Who killed Sapna? Was it Satish? Johnny? Rana Chowdhury? Or someone else? Can Inspectors Sen and Sinha solve the case? Will Sinha lose Ritu when she discovers that her brother is one of his suspects? Can Satish’s marriage to Seeta survive it all?
It’s not a good film, exactly, but if curiosity and prom-night seduction tactics aren’t enough to make you watch this, consider the following:
A Ranjeet fashion parade:
He pairs patterned swim trunks with a white scarf and a fishing rod (and more).
Grandma’s quilt makes a fine ruffled jumpsuit.
And how can anyone not love the ever-present accessories he is justly famous for?
The ladies have chiffon sarees and bright patterns of their own (and lots of Spare Hair):
…while Feroz loses no opportunity to simply take his clothes off.
My favorite item of home decor is this red quilted pleather folding wall/room divider (want!):
And here we have again The Room—murals and bas-relief peacocks! (please somebody tell me where this was!
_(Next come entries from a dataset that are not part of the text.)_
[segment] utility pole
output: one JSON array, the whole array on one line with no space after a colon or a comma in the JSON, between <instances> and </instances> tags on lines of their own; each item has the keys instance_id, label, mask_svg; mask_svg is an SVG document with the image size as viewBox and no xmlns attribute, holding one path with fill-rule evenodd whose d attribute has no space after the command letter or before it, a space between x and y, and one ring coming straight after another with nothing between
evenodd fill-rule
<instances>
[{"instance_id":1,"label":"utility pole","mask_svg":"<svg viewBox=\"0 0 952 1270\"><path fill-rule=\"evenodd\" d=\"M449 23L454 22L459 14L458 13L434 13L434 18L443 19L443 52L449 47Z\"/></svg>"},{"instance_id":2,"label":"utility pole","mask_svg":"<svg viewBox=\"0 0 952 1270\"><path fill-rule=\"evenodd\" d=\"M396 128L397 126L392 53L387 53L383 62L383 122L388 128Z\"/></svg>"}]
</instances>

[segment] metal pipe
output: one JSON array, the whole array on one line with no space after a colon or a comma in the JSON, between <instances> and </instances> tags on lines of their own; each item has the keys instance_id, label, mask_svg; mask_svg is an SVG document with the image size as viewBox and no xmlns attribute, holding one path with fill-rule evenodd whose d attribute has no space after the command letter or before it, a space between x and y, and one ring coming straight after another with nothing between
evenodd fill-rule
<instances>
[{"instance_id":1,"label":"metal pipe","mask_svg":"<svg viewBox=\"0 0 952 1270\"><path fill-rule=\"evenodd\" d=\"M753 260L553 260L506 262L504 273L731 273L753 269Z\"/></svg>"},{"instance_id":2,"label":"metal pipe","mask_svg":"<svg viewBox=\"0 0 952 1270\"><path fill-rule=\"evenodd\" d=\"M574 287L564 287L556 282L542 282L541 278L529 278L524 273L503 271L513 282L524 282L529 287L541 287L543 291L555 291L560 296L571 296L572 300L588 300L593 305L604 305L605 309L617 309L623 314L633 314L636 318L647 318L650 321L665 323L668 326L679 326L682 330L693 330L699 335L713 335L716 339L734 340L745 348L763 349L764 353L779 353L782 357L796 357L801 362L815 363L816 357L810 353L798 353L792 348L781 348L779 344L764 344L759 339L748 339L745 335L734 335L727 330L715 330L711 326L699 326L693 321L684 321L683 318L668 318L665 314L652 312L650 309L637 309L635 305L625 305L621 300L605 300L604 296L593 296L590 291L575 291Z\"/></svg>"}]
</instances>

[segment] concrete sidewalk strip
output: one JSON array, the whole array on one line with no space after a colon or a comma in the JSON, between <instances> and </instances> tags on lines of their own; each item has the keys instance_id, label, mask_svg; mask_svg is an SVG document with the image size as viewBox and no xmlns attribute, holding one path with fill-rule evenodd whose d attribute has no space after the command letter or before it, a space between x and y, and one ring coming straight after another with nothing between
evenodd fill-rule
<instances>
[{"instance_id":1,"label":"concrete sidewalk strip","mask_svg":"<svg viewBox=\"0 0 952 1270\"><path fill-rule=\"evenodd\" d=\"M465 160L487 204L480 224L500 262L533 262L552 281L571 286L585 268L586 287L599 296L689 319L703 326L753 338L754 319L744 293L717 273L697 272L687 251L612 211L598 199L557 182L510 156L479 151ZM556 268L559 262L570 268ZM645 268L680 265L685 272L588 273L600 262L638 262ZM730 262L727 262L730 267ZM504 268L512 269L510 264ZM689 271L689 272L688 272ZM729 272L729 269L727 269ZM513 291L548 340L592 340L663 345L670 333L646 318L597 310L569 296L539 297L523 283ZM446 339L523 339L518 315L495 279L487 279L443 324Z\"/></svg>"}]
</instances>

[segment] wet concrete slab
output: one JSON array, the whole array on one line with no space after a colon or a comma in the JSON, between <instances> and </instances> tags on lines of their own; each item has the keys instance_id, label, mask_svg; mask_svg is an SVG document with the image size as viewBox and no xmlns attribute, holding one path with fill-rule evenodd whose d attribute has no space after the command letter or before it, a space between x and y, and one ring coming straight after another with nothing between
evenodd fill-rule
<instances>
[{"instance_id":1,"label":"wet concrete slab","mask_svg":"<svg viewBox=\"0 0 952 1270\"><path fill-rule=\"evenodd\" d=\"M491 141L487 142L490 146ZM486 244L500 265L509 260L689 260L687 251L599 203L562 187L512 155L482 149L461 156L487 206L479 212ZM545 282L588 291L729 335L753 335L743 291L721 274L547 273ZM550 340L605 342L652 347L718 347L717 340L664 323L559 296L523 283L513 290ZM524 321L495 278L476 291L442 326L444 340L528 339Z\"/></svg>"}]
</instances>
It is so loony, and used in everything filmed in the mid-Seventies!)
There is even a villain’s lair with gadgets operated by Habib and this mystery henchman.
What more can I really say? Just see it, it’s fun as long as you have recourse to the FF button on occasion. If you need subtitles (you will need to get the Priya VCD), I will happily email them to you if you leave me a comment (put your email address in the proper field and nobody will be able to see it but me). And bahut bahut shukriya to Raja for his efforts in putting them together for those of us who need them. Thank you, my friend—sometimes it isn’t just the “classics” which deserve translation!